Казалось мужчина опешил, он посмотрел на меня исподлобья и спросил:
– А как связан пол и любовь к цветам? Среди цветоводов немало мужчин.
– Я к ним не отношусь. – заявил я и подумав добавил: – Единственный цветок который я лично растил – герань. Засох через несколько недель без поливки. Я просто о нем забыл.
– Вот! – странно оживившись заявил зеленоглазый господин. – Теперь ты понимаешь что еще и за тот цветок тебе надо раскаяться!?
Я не выдержал и взорвался:
– Да что вы несете! Отвалите от меня! Какое раскаяние!? Какое перевоспитание!? Бред-то не говорите! Что же теперь за каждый раздавленный полевой цветок себя трахать?!
Счастливая улыбка озарила лицо зеленоглазого. Он поднялся и надавив мне на плечи заставил снова сесть в неудобное деревянное кресло. Сел сам и только после этого сказал довольно:
– Значит, полевой цветок уже вспомнил? Молодец.
Я хотел чуть ли не завопить, что ни о каких полевых цветах я не вспоминал и что меня задолбал этот шизофреник сидящий передо мной. Но спустя мгновение я вдруг осознал настолько явственно и четко, что я лишь стебель, пережеванный неведомым животным, что слова застряли в моем горле. Я словно из пасти жующего животного глядел на помещение в которое меня занес нелегкий сон.
А незнакомец, довольно улыбаясь, смотрел, как откровения меняют мое лицо.
Первый раз меня разбудил Вовка.

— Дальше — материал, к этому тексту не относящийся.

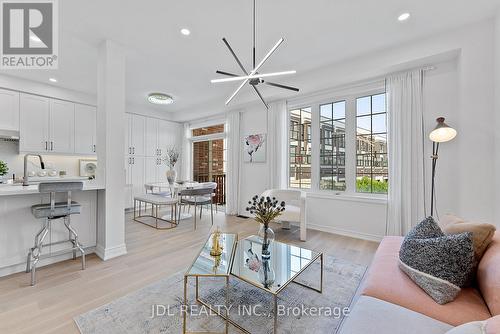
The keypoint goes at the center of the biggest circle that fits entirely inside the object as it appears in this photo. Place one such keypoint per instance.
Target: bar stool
(53, 211)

Я смотрел на его зарубцевавшиеся язвы, на лице и не мог придти в себя. Я не понимал, сплю я еще или уже проснулся. А он неулыбчивый смотрел мне в лицо, словно что-то спросил и ждал ответа. Я даже хотел ему что-то ответить, но Вовка бесцеремонно закрыл крышку и инъектор вколол мне очередную порцию снотворного.
Второе мое пробуждение было даже веселей. На меня смотрела девушка, довольно милая и что-то говорила, но я ее абсолютно не слышал. Устав мне что-то объяснять она улыбнулась и закрыла крышку. Я как положено после очередного укола отправился досматривать сон.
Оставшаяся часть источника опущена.